In this roller-coaster life we have, why is it that no one is writing anything? It's only because the roller-coaster is always the slowest at the high points. It's always the slowest ascending to the top of the hill - per say. So again, it scared me - because of course I would inherit the trait that Stephanie has in taking a thought and being able to stretch it around the world, twice - cause prior to this conclusion, I felt stupid, incompetent, unintelligent . . . dumb. Evidently, that is not the case. Hoping for inspiration, I read over some of our previous posts and after coming across “Uncommon Denominator”, I figured out a common denominator: We’re happy.

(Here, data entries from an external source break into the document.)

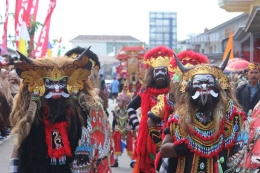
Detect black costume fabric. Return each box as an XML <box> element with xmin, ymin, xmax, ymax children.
<box><xmin>18</xmin><ymin>108</ymin><xmax>81</xmax><ymax>173</ymax></box>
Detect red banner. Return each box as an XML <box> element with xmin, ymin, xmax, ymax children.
<box><xmin>34</xmin><ymin>0</ymin><xmax>56</xmax><ymax>58</ymax></box>
<box><xmin>25</xmin><ymin>0</ymin><xmax>39</xmax><ymax>26</ymax></box>
<box><xmin>14</xmin><ymin>0</ymin><xmax>30</xmax><ymax>48</ymax></box>
<box><xmin>2</xmin><ymin>0</ymin><xmax>9</xmax><ymax>50</ymax></box>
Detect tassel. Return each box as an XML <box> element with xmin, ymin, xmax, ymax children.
<box><xmin>214</xmin><ymin>157</ymin><xmax>225</xmax><ymax>173</ymax></box>
<box><xmin>217</xmin><ymin>157</ymin><xmax>225</xmax><ymax>173</ymax></box>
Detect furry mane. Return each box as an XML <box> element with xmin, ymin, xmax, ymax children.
<box><xmin>9</xmin><ymin>57</ymin><xmax>100</xmax><ymax>146</ymax></box>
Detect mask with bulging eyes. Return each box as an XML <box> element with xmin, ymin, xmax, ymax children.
<box><xmin>189</xmin><ymin>74</ymin><xmax>220</xmax><ymax>108</ymax></box>
<box><xmin>44</xmin><ymin>78</ymin><xmax>70</xmax><ymax>99</ymax></box>
<box><xmin>153</xmin><ymin>67</ymin><xmax>168</xmax><ymax>86</ymax></box>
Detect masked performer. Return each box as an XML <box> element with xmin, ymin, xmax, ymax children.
<box><xmin>66</xmin><ymin>47</ymin><xmax>113</xmax><ymax>173</ymax></box>
<box><xmin>127</xmin><ymin>46</ymin><xmax>173</xmax><ymax>173</ymax></box>
<box><xmin>226</xmin><ymin>102</ymin><xmax>260</xmax><ymax>173</ymax></box>
<box><xmin>152</xmin><ymin>50</ymin><xmax>209</xmax><ymax>172</ymax></box>
<box><xmin>112</xmin><ymin>81</ymin><xmax>133</xmax><ymax>167</ymax></box>
<box><xmin>65</xmin><ymin>46</ymin><xmax>109</xmax><ymax>116</ymax></box>
<box><xmin>160</xmin><ymin>52</ymin><xmax>245</xmax><ymax>173</ymax></box>
<box><xmin>10</xmin><ymin>50</ymin><xmax>95</xmax><ymax>173</ymax></box>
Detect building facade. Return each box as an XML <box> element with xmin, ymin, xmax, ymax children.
<box><xmin>149</xmin><ymin>12</ymin><xmax>177</xmax><ymax>49</ymax></box>
<box><xmin>218</xmin><ymin>0</ymin><xmax>260</xmax><ymax>62</ymax></box>
<box><xmin>70</xmin><ymin>35</ymin><xmax>144</xmax><ymax>79</ymax></box>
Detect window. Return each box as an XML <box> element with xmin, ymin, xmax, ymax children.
<box><xmin>156</xmin><ymin>34</ymin><xmax>163</xmax><ymax>40</ymax></box>
<box><xmin>156</xmin><ymin>19</ymin><xmax>163</xmax><ymax>26</ymax></box>
<box><xmin>163</xmin><ymin>19</ymin><xmax>170</xmax><ymax>26</ymax></box>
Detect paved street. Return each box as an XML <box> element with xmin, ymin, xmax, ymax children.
<box><xmin>0</xmin><ymin>100</ymin><xmax>132</xmax><ymax>173</ymax></box>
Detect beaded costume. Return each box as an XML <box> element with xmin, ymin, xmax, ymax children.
<box><xmin>127</xmin><ymin>46</ymin><xmax>173</xmax><ymax>173</ymax></box>
<box><xmin>65</xmin><ymin>47</ymin><xmax>114</xmax><ymax>173</ymax></box>
<box><xmin>10</xmin><ymin>49</ymin><xmax>95</xmax><ymax>173</ymax></box>
<box><xmin>161</xmin><ymin>50</ymin><xmax>245</xmax><ymax>173</ymax></box>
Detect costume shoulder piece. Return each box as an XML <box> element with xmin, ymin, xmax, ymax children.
<box><xmin>169</xmin><ymin>99</ymin><xmax>245</xmax><ymax>158</ymax></box>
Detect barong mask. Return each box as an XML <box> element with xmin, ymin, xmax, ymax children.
<box><xmin>153</xmin><ymin>66</ymin><xmax>168</xmax><ymax>86</ymax></box>
<box><xmin>189</xmin><ymin>74</ymin><xmax>220</xmax><ymax>108</ymax></box>
<box><xmin>16</xmin><ymin>49</ymin><xmax>92</xmax><ymax>100</ymax></box>
<box><xmin>174</xmin><ymin>50</ymin><xmax>231</xmax><ymax>109</ymax></box>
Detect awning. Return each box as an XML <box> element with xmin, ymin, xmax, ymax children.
<box><xmin>245</xmin><ymin>6</ymin><xmax>260</xmax><ymax>33</ymax></box>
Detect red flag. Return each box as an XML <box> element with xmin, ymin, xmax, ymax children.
<box><xmin>14</xmin><ymin>0</ymin><xmax>30</xmax><ymax>48</ymax></box>
<box><xmin>2</xmin><ymin>0</ymin><xmax>9</xmax><ymax>49</ymax></box>
<box><xmin>25</xmin><ymin>0</ymin><xmax>39</xmax><ymax>26</ymax></box>
<box><xmin>34</xmin><ymin>0</ymin><xmax>56</xmax><ymax>57</ymax></box>
<box><xmin>31</xmin><ymin>0</ymin><xmax>39</xmax><ymax>21</ymax></box>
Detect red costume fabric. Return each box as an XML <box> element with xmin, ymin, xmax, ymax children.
<box><xmin>134</xmin><ymin>88</ymin><xmax>169</xmax><ymax>173</ymax></box>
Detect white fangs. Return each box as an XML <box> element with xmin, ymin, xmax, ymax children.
<box><xmin>61</xmin><ymin>91</ymin><xmax>70</xmax><ymax>98</ymax></box>
<box><xmin>191</xmin><ymin>91</ymin><xmax>200</xmax><ymax>100</ymax></box>
<box><xmin>44</xmin><ymin>91</ymin><xmax>70</xmax><ymax>99</ymax></box>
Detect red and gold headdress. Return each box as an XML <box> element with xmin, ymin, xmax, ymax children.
<box><xmin>117</xmin><ymin>80</ymin><xmax>133</xmax><ymax>103</ymax></box>
<box><xmin>144</xmin><ymin>46</ymin><xmax>173</xmax><ymax>68</ymax></box>
<box><xmin>168</xmin><ymin>50</ymin><xmax>209</xmax><ymax>83</ymax></box>
<box><xmin>16</xmin><ymin>49</ymin><xmax>92</xmax><ymax>100</ymax></box>
<box><xmin>175</xmin><ymin>50</ymin><xmax>231</xmax><ymax>93</ymax></box>
<box><xmin>247</xmin><ymin>62</ymin><xmax>260</xmax><ymax>70</ymax></box>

Hence my preceding theory: The roller-coaster is always the slowest at the high points. We’re not necessarily slow/stupid when we’re happy, (even though it does seem like our brain goes to mush when start baby-talking) it’s just the circumstances are so much more relaxed and the steaks are so much more lower that over-thinking, over-analyzing and traveling the world in your head is just not an obligation anymore. Most and if not all of our posts are filled with negative emotions, and that’s what drove us to write in the first place.
Although we’re not fully content (yet), AC has moved on from the “Constant Reminder” to something actually constant. Being the party girl that she is, she threw up that “Vulnerable Verbal Vomit” and is now hung-over something else. SB won the “Rebuttal to the Hypocrite” because of course; intoxication brings everyone together and back together. Also, instead of sitting and moping in front of the television that read “Game Over” she turned off the system. Now, she’s taking down the “Rug for Sale” sign, and is nostalgically on a magic carpet to the past that could very well be her future. As for me, the “Court [is no longer] in session” the jury has spoken, and it’s unanimous. As cautious as I may still be, I know it’s not Splenda. Nor is it merely any sort of sweetner that can fade away and gradually give me cavities. It's something almost as essential as water. He dissolves and dominates any other substance out there. As much as I hate contradicting myself, I can’t help but do so.
This whole time, I thought of my journey, my pain, my consequences, my mistakes, my instincts, my obligations. I was so overly self-centered, that I forgot that what I’ve longed for is someone to race these very hurdles with me. In many blogs I’ve idolized Ms. Hilson, and even though I still “feel like I’m in a race, and already won first place” I rather tie this race. Hand in hand.
We were never meant to be, it just happened.
Let’s call it a draw, and make it picture perfect.
PS: The picture’s down, and I’m finally over you
Thanks to you, “babe”.
PPS: It only takes 16 muscles to smile. It’s less work, smile.
xoxOMG
-AG, signing off to you my commander and chief.